Jenkins Observer troubleshooting

Artifactory integration: script approval
The first time you use integration with Artifactory, your build may fail as a result of the Artifactory API code being called not yet being whitelisted (approved). In such a case the build log will suggest that you approve the API code.
Workaround: You can approve the scripts in Jenkins, on the Manage Jenkins > In-process script approval screen. Once approved, a No pending approvals message will be displayed.
Culprits: getting the expected username
Depending on your build configuration, you may get a 'noreply' as the user in the culprits information reported by Jenkins.
To get the actual user ID as expected, you can modify your build configuration to make it use the actual author.
Workaround: Go to the Jenkins Pipeline tab inside the build configuration, select Add from the Additional Behaviours drop-down, then click Use commit author in changelog.
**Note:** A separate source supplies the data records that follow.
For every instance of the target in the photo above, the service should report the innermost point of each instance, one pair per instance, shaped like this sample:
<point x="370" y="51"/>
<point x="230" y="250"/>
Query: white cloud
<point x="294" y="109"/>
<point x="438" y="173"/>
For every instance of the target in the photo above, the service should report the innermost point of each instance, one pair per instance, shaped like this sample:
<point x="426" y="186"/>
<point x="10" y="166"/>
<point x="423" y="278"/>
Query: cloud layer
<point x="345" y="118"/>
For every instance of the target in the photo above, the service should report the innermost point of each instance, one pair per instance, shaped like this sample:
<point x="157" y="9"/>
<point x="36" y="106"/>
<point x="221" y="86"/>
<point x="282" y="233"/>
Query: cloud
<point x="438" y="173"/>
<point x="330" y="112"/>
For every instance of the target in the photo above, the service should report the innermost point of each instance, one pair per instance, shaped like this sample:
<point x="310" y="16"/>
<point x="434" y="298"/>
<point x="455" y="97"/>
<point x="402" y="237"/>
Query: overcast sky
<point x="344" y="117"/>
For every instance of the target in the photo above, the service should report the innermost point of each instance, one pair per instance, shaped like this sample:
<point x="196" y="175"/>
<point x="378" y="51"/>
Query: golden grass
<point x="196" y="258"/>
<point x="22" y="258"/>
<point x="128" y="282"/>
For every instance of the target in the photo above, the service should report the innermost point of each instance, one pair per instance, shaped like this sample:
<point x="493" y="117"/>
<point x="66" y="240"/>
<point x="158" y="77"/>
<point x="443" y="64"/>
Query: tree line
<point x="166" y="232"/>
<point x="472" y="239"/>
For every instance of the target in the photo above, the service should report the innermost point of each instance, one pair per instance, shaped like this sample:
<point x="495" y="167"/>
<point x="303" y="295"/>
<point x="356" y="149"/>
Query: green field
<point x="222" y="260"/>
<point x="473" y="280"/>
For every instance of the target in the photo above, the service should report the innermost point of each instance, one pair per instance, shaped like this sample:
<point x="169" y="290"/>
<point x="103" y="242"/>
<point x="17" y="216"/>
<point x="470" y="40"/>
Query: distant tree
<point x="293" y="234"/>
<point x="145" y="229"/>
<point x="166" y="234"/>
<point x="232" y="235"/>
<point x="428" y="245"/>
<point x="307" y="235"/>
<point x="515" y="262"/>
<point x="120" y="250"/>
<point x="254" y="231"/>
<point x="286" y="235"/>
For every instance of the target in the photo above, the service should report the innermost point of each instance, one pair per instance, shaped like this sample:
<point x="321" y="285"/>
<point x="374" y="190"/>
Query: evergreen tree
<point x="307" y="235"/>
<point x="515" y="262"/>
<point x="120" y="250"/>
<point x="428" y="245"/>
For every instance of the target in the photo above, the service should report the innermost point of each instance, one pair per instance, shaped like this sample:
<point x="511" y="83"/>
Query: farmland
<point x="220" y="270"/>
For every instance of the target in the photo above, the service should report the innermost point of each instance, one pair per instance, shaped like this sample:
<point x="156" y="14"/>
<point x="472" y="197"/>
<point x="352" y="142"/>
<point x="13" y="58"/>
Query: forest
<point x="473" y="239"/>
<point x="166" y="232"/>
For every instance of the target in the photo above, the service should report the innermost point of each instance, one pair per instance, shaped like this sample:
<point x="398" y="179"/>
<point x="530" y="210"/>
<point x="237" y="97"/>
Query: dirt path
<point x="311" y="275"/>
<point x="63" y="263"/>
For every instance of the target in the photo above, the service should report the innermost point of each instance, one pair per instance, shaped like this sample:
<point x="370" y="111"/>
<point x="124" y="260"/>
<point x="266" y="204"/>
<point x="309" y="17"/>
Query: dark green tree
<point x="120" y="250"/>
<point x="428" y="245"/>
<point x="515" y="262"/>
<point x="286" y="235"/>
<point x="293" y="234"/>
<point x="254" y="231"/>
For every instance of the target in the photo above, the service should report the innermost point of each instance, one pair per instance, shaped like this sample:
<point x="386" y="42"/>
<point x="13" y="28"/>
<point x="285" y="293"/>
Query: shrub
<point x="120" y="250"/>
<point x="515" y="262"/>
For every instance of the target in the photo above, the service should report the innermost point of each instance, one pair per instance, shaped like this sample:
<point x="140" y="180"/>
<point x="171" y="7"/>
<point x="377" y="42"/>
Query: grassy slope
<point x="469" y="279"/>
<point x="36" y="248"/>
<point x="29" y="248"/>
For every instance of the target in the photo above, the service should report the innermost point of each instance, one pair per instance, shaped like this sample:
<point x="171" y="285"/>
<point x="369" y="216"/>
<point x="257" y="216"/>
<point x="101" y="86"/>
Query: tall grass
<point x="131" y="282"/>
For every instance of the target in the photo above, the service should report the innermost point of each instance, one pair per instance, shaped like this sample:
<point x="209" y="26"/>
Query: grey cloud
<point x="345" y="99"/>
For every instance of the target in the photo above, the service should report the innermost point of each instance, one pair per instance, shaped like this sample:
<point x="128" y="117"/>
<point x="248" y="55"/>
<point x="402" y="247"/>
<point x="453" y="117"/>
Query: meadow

For more Jenkins-specific information on this issue and workaround, see the following location: https://issues.jenkins-ci.org/browse/JENKINS-38698
Git resources URLs
Topology tools expect that artifact properties contain a valid URL using HTTP rather than SSH.
If your current Jenkins pipeline performs the checkout operation using a SSH location (such as git@ github.domain:org/repo.git), then the right-click links will not work.
Workaround: Modify your Jenkins pipeline to use HTTP checkout.